ML-DSA vs SLH-DSA: Which to Choose
Cryptography
ML-DSA vs SLH-DSA: Choosing Your Signature Algorithm
14 min read
What Are Digital Signatures, and Why Should You Care?
Imagine you receive a letter in the mail. How do you know who actually sent it? Someone could have forged the return address. How do you know nobody opened the envelope, changed a few words, and resealed it? In the physical world, we have notaries, wax seals, and registered mail. In the digital world, we have digital signatures.
A digital signature is a piece of math attached to a file or message that proves two things. First, authenticity: the file genuinely came from the person or organization claiming to have sent it. Second, integrity: the file has not been changed, even by a single bit, since it was signed. If someone modifies the file after signing, the signature check fails.
You rely on digital signatures constantly, even if you never think about them. Every time your phone installs a software update, it checks a digital signature to confirm the update came from Apple or Google, not a hacker. Every time your browser connects to your bank, it verifies a chain of digital signatures on the bank's security certificate. Every time a hospital transfers a medical record, signatures confirm the data has not been tampered with.
The problem is that the digital signature algorithms we have used for decades (RSA, ECDSA, EdDSA) will all be broken by a sufficiently powerful quantum computer. A quantum algorithm called Shor's algorithm can solve the underlying math problems in hours instead of billions of years. The signatures that protect software updates, financial transactions, and medical records will become forgeable.
NIST (the U.S. National Institute of Standards and Technology) spent eight years evaluating replacement algorithms that quantum computers cannot break. In August 2024, they published two post-quantum signature standards: ML-DSA (FIPS 204) and SLH-DSA (FIPS 205). Both are quantum-safe. Both are NIST-approved. But they work in fundamentally different ways, with different tradeoffs. Choosing between them matters.
ML-DSA: The Fast, General-Purpose Option
ML-DSA stands for Module-Lattice Digital Signature Algorithm. It was standardized as NIST FIPS 204 in August 2024. During NIST's evaluation process, it was known by its competition name, CRYSTALS-Dilithium.
The word "lattice" refers to the mathematical structure that makes ML-DSA secure. Think of a lattice as a grid of points in space.
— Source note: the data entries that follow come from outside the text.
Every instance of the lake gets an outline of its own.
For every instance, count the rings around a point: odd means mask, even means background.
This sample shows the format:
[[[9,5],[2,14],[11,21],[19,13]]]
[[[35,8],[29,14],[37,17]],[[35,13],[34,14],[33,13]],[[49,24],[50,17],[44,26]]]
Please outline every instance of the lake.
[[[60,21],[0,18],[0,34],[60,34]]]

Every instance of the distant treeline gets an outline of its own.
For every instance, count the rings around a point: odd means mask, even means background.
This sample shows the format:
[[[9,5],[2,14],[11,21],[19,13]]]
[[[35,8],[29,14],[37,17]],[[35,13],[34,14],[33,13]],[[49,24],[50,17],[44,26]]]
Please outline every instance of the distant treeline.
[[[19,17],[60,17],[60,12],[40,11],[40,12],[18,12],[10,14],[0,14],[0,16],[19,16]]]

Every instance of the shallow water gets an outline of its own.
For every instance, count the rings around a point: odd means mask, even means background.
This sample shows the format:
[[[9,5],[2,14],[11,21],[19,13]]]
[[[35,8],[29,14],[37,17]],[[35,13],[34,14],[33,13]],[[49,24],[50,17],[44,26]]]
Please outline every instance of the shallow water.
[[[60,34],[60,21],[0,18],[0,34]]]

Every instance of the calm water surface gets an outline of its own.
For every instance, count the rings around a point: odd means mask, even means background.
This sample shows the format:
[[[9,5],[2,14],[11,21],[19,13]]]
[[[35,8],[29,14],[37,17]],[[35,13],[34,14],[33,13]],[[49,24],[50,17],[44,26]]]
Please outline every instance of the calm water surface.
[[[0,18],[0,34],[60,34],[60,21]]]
In two dimensions, a lattice is like graph paper: an orderly grid of dots. Now imagine that grid extended into hundreds of dimensions. In such a high-dimensional lattice, certain problems become extremely hard to solve. Specifically, given a random point somewhere near the lattice, finding the closest actual lattice point is a problem that neither classical nor quantum computers can solve efficiently. This is called the "Closest Vector Problem," and ML-DSA's security depends on a related problem called Module Learning With Errors (MLWE).
What does this mean in practice? ML-DSA is fast. A modern computer can generate thousands of signatures per second with ML-DSA. Verification is even faster. Keys and signatures are relatively compact compared to other post-quantum schemes. This makes ML-DSA a natural fit for high-volume applications: web servers handling thousands of TLS connections, code signing pipelines processing hundreds of software releases, or data encryption tools signing documents one after another.
ML-DSA comes in three security levels, each with different key and signature sizes:
| Variant | NIST Security Level | Signature Size | Public Key Size | Private Key Size |
|---|---|---|---|---|
| ML-DSA-44 | Level 2 (128-bit) | 2,420 bytes | 1,312 bytes | 2,560 bytes |
| ML-DSA-65 | Level 3 (192-bit) | 3,293 bytes | 1,952 bytes | 4,032 bytes |
| ML-DSA-87 | Level 5 (256-bit) | 4,627 bytes | 2,592 bytes | 4,896 bytes |
The numbers (44, 65, 87) refer to the internal matrix dimensions used by the algorithm. Higher numbers mean larger keys and signatures, but also higher security margins. ML-DSA-44 provides security comparable to AES-128, which is considered strong enough for most applications today. ML-DSA-87 provides security comparable to AES-256, which is what governments use for top-secret information.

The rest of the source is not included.